Step 1: Enable infrastructure settings in your cloud provider

Ensure that the workload cluster is associated with an IAM OIDC provider. Otherwise, no other permissions are required.
  1. Enable Workload Identity for the workload cluster. Workload Identity allows the Kubernetes service account for the OTel collector to act as a GCP IAM service account, which you assign the necessary permissions to.

  2. Save your GCP project ID in an environment variable.

    export PROJECT=<gcp_project_id>
    
  3. Create an IAM service account in GCP for the OTel collector in the workload cluster, and grant IAM permissions so that the collector can access metadata about the compute instances that the workload cluster is deployed to.

    1. Create an IAM service account in GCP named OTelCollector.
      gcloud iam service-accounts create OTelCollector --project $PROJECT
      
    2. Create an IAM role that gives the permission to describe the VM instances in your project.
      gcloud iam roles create OTelComputeViewer \
        --project $PROJECT \
        --title "OTel compute viewer" \
        --permissions compute.instances.get,iam.serviceAccounts.getAccessToken
      
    3. Bind the role to the OTel GCP IAM service account.
      gcloud iam service-accounts add-iam-policy-binding OTelCollector@$PROJECT.iam.gserviceaccount.com \
        --project $PROJECT \
        --role "projects/$PROJECT/roles/OTelComputeViewer" \
        --member "serviceAccount:$PROJECT.svc.id.goog[gloo-mesh/gloo-telemetry-collector]"
      
  4. Annotate the Kubernetes service account for the OTel collector with its GCP IAM permissions.

    kubectl annotate serviceaccount gloo-telemetry-collector \
      --context $REMOTE_CONTEXT -n gloo-mesh \
      iam.gke.io/gcp-service-account=OTelCollector@$PROJECT.iam.gserviceaccount.com
    
  5. Restart the OTel collector daemonset to apply the change.

    kubectl --context $REMOTE_CONTEXT rollout restart daemonset/gloo-telemetry-collector-agent -n gloo-mesh
    

Step 2: Enable metadata collection in the Gloo telemetry pipeline

  1. Get your current installation Helm values, and save them in a file.

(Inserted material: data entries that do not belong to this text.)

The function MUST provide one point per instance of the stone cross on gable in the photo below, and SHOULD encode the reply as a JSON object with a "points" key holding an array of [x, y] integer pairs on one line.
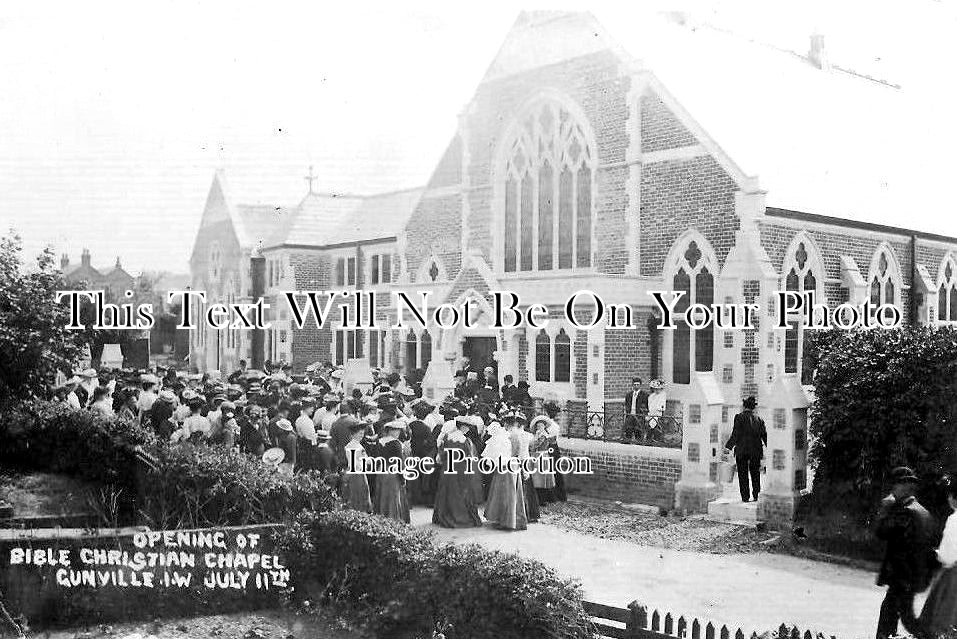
{"points": [[310, 179]]}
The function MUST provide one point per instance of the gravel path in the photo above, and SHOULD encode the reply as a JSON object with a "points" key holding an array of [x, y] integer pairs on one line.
{"points": [[692, 569], [267, 624]]}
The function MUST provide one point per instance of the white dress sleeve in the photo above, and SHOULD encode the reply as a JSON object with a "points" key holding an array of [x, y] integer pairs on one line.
{"points": [[947, 552]]}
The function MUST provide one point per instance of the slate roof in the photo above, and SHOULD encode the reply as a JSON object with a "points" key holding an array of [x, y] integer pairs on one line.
{"points": [[830, 143], [328, 219]]}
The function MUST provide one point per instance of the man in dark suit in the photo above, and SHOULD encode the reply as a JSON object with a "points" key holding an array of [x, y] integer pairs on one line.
{"points": [[748, 439], [909, 560], [636, 409]]}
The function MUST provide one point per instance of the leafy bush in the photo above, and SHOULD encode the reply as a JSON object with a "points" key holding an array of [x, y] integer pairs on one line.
{"points": [[883, 398], [199, 485], [54, 437], [189, 485], [34, 339], [410, 585]]}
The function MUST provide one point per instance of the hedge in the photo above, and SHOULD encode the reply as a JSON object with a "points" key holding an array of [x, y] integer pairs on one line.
{"points": [[411, 586], [883, 398], [190, 486]]}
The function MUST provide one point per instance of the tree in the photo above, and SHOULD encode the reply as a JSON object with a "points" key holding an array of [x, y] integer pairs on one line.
{"points": [[34, 339]]}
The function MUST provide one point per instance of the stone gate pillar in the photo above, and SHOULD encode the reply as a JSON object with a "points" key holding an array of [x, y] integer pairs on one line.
{"points": [[702, 416]]}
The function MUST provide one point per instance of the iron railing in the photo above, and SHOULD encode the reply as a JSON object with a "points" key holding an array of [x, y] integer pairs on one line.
{"points": [[609, 425]]}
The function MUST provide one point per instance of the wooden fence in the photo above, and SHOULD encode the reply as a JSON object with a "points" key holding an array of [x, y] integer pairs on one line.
{"points": [[635, 622]]}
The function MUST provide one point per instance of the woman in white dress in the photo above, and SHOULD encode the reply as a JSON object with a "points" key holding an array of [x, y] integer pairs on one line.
{"points": [[939, 615], [505, 507]]}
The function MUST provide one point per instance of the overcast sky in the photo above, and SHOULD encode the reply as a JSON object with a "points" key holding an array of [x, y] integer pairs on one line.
{"points": [[113, 116]]}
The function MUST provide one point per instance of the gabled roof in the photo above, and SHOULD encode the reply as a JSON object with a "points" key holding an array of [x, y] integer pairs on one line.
{"points": [[830, 143], [329, 219], [378, 217], [313, 222]]}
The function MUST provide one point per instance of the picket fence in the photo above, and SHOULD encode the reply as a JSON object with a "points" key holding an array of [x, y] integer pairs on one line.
{"points": [[638, 623]]}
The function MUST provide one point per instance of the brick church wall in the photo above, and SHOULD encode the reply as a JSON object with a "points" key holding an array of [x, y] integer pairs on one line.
{"points": [[624, 472], [595, 82], [860, 245], [680, 194]]}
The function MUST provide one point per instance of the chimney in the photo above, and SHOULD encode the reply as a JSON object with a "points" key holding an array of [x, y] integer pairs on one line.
{"points": [[818, 54]]}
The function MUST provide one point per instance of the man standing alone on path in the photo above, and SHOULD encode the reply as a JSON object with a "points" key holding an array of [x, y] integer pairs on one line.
{"points": [[748, 439], [910, 532]]}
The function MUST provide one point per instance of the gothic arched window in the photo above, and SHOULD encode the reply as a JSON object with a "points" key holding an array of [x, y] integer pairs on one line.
{"points": [[411, 351], [947, 292], [548, 193], [802, 274], [425, 349], [884, 279], [563, 357], [695, 279], [543, 357]]}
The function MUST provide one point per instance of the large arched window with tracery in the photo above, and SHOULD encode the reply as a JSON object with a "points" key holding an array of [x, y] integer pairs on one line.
{"points": [[884, 280], [947, 292], [549, 176], [802, 273], [690, 348]]}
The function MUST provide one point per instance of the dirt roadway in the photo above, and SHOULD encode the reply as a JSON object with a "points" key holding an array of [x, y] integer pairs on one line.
{"points": [[757, 591]]}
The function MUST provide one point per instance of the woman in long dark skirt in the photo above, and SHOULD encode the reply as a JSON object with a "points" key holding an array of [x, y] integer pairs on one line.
{"points": [[391, 499], [354, 486], [456, 505], [939, 615], [422, 445]]}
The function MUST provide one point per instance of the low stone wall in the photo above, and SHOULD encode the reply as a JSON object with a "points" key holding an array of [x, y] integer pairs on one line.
{"points": [[36, 589], [625, 472]]}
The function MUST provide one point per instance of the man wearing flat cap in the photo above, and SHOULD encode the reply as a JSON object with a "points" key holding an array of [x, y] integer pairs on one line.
{"points": [[748, 439], [909, 559]]}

    helm get values gloo-platform -n gloo-mesh -o yaml > gloo-mesh-enterprise-single.yaml
    open gloo-mesh-enterprise-single.yaml
    
  2. Add the following Gloo telemetry collector agent settings.

    telemetryCollector:
      enabled: true
      resources:
        limits:
          cpu: 1000m
          memory: 2Gi
        requests:
          cpu: 500m
          memory: 1Gi
      config:
        exporters:
          otlp:
            endpoint: gloo-telemetry-gateway.gloo-mesh:4317
      telemetryCollectorCustomization:
        telemetry:
          logs:
            level: "debug"
        enableCloudMetadataProcessing: true
          pipelines:
            metrics/otlp_relay:
              enabled: true
    
  3. Upgrade your installation by using your updated values file.

    helm upgrade gloo-platform gloo-platform/gloo-platform \
     --namespace gloo-mesh \
     -f gloo-mesh-enterprise-single.yaml \
     --version $GLOO_VERSION
    
  4. Verify that your custom settings were added to the Gloo telemetry collector configmap.

    kubectl get configmap gloo-telemetry-collector-config -n gloo-mesh -o yaml
    
  5. Perform a rollout restart of the telemetry collector daemon set to force your configmap changes to be applied to the telemetry collector agent pod.

    kubectl rollout restart -n gloo-mesh daemonset/gloo-telemetry-collector-agent
    
  1. Get the Helm values files for your workload cluster.

    helm get values gloo-platform -n gloo-mesh -o yaml --kube-context $REMOTE_CONTEXT > agent.yaml
    open agent.yaml
    
  2. Add the following Gloo telemetry collector agent settings.

    telemetryCollector:
      enabled: true
      resources:
        limits:
          cpu: 1000m
          memory: 2Gi
        requests:
          cpu: 500m
          memory: 1Gi
      config:
        exporters:
          otlp:
            endpoint: ${TELEMETRY_GATEWAY_ADDRESS}
    telemetryCollectorCustomization:
      telemetry:
        logs:
          level: "debug"
      enableCloudMetadataProcessing: true
      pipelines:
        metrics/otlp_relay:
          enabled: true
    
  3. Upgrade the workload cluster.

    helm upgrade gloo-platform gloo-platform/gloo-platform \
      --kube-context $REMOTE_CONTEXT \
      --namespace gloo-mesh \
      -f agent.yaml \
      --version $GLOO_VERSION
    
  4. Verify that your settings are applied in the workload cluster.

    1. Verify that the tracing settings were added to the Gloo telemetry collector configmap.

      kubectl get configmap gloo-telemetry-collector-config -n gloo-mesh -o yaml --context $REMOTE_CONTEXT
      
    2. Perform a rollout restart of the telemetry collector daemon set to force your configmap changes to be applied to the telemetry collector agent pods.

      kubectl rollout restart -n gloo-mesh daemonset/gloo-telemetry-collector-agent --context $REMOTE_CONTEXT
      

Step 3: Visualize your setup

Launch the Gloo UI to view compute metadata.

  1. Access the Gloo UI.
    meshctl dashboard --kubecontext $MGMT_CONTEXT
    
  2. Click the Graph tab to open the network visualization graph for your Gloo Mesh setup.
  3. From the footer toolbar, click Layout Settings.
  4. Toggle Group By to INFRA to review the clusters, virtual machines, and Kubernetes namespaces that your app nodes are organized in. This view also shows details for the cloud provider infrastructure, such as the VPCs and subnets that your resources are deployed to. You can see more compute network details by clicking on resource icons, which opens the resource's details pane.